DESCRIPTION (provided by applicant): A Phase 1 SBIR program of pre-clinical development is proposed focusing on a novel long-acting insulin analog for the basal treatment of diabetes mellitus. Designated Insulin-ZN, our product is a derivative of human insulin containing novel zinc-binding sites at the periphery of the insulin hexamer. The non-classical zinc-binding sites are mediated by paired (i, i +4) histidine substitutions in the A-chain (substitutions GluA4.His and ThrA8.His). Unlike the current market leader among long-acting insulin products (Lantus(R)), Insulin-ZN exhibits negligible cross-binding to the mitogenic Type 1 IGF receptor (IGF-1R). Insulin-ZN offers to patients the potential advantages of once-a-day dosing without concern that enhanced cross-binding to IGF-1R may lead to elevated risk of IGF-1R-related cancers (e.g., of the breast, colon, pancreas, and prostate). Such concerns have recently been raised in studies of > 140,000 German patients with Type 2 diabetes mellitus being treated with Lantus(R). The affinity of Insulin-ZN for IGF-1R is at least 30- fold lower than that of insulin glargine, the active ingredient of Lantus(R). The improved receptor-binding selectivity of Insulin-ZN may be especially important in patients with insulin resistance requiring higher doses of insulin to affect glycemic control. We seek to test candidate formulations of Insulin-ZN and to assess its in vivo potency and pharmacokinetics in animal models. Insulin-ZN was invented at Case Western Reserve University and is being developed under license to Thermalin Diabetes, Inc. The principal investigator, who brings to this application four decades of experience in pharmaceutical studies of insulin formulations, was co-inventor of insulin lispro. PUBLIC HEALTH RELEVANCE: Diabetes is increasing in global prevalence. To provide greater convenience, improved glycemic control, and fewer adverse side-effects (all of which result in greater compliance and lower healthcare costs), we have invented a novel long-acting insulin analog (designated Insulin-ZN) that, unlike Lantus(R), exhibits negligible cross-binding to the mitogenic Type 1 IGF receptor, thereby in theory reducing cancer risk. The innovative design of Insulin-ZN exploits the introduction of non-classical pH-dependent zinc-binding sites into the insulin hexamer to create a long-acting subcutaneous depot. This project will complete the pre-clinical proof of concept for Insulin-ZN.
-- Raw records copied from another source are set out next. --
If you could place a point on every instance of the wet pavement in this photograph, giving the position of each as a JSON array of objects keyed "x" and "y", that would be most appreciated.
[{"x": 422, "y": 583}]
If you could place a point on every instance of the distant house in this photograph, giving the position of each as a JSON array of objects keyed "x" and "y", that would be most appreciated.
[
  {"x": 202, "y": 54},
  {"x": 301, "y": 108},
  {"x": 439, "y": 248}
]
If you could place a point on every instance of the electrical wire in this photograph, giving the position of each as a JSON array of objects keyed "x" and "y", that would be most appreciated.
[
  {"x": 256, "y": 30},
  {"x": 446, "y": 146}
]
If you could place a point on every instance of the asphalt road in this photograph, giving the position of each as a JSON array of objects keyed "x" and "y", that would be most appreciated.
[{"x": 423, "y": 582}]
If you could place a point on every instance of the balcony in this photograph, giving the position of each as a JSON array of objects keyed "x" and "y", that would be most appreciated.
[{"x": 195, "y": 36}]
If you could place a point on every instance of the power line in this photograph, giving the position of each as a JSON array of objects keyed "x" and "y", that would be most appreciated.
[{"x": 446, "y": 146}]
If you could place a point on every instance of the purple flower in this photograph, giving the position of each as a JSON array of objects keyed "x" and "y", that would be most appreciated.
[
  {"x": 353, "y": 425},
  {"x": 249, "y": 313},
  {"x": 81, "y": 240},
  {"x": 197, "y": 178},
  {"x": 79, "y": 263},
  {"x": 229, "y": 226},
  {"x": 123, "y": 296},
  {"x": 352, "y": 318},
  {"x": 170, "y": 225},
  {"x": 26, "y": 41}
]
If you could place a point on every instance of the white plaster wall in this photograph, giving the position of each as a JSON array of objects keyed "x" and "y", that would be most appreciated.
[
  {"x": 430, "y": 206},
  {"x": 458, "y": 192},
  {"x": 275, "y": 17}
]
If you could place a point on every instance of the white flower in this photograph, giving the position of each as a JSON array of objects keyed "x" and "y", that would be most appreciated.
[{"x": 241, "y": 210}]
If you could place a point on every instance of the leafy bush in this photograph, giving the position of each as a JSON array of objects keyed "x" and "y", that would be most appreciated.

描述（由申请人提供）：提出了临床前开发的 1 期 SBIR 计划，重点关注用于糖尿病基础治疗的新型长效胰岛素类似物。我们的产品被命名为 Insulin-ZN，是人胰岛素的衍生物，在胰岛素六聚体的外围含有新型锌结合位点。非经典锌结合位点由 A 链中成对 (i, i +4) 组氨酸取代（取代 GluA4.His 和 ThrA8.His）介导。与目前市场领先的长效胰岛素产品 (Lantus(R)) 不同，Insulin-ZN 与促有丝分裂 1 型 IGF 受体 (IGF-1R) 的交叉结合可以忽略不计。胰岛素-ZN 为患者提供了每日一次给药的潜在优势，而无需担心与 IGF-1R 交叉结合的增强可能会导致 IGF-1R 相关癌症（例如乳腺癌、结肠癌、胰腺癌、和前列腺）。最近对超过 140,000 名接受来得时 (R) 治疗的德国 2 型糖尿病患者的研究提出了这种担忧。 Insulin-ZN 对IGF-1R 的亲和力比Lantus 的活性成分甘精胰岛素低至少30 倍。 Insulin-ZN 改善的受体结合选择性对于需要更高剂量胰岛素来影响血糖控制的胰岛素抵抗患者尤其重要。我们寻求测试 Insulin-ZN 的候选制剂并评估其在动物模型中的体内效力和药代动力学。 Insulin-ZN 是凯斯西储大学发明的，并在 Thermalin Diabetes, Inc. 的许可下进行开发。首席研究员是赖脯胰岛素的共同发明人，他在胰岛素制剂的药物研究方面拥有四十年的经验，为该应用带来了四十年的经验。 公共卫生相关性：糖尿病的全球患病率正在上升。为了提供更大的便利性、改善血糖控制并减少不良副作用（所有这些都可以提高依从性并降低医疗成本），我们发明了一种新型长效胰岛素类似物（指定为胰岛素-ZN），与来得时不同（ R) 与促有丝分裂 1 型 IGF 受体的交叉结合可以忽略不计，因此理论上可以降低癌症风险。 Insulin-ZN 的创新设计利用在胰岛素六聚体中引入非经典 pH 依赖性锌结合位点来创建长效皮下储库。该项目将完成 Insulin-ZN 的临床前概念验证。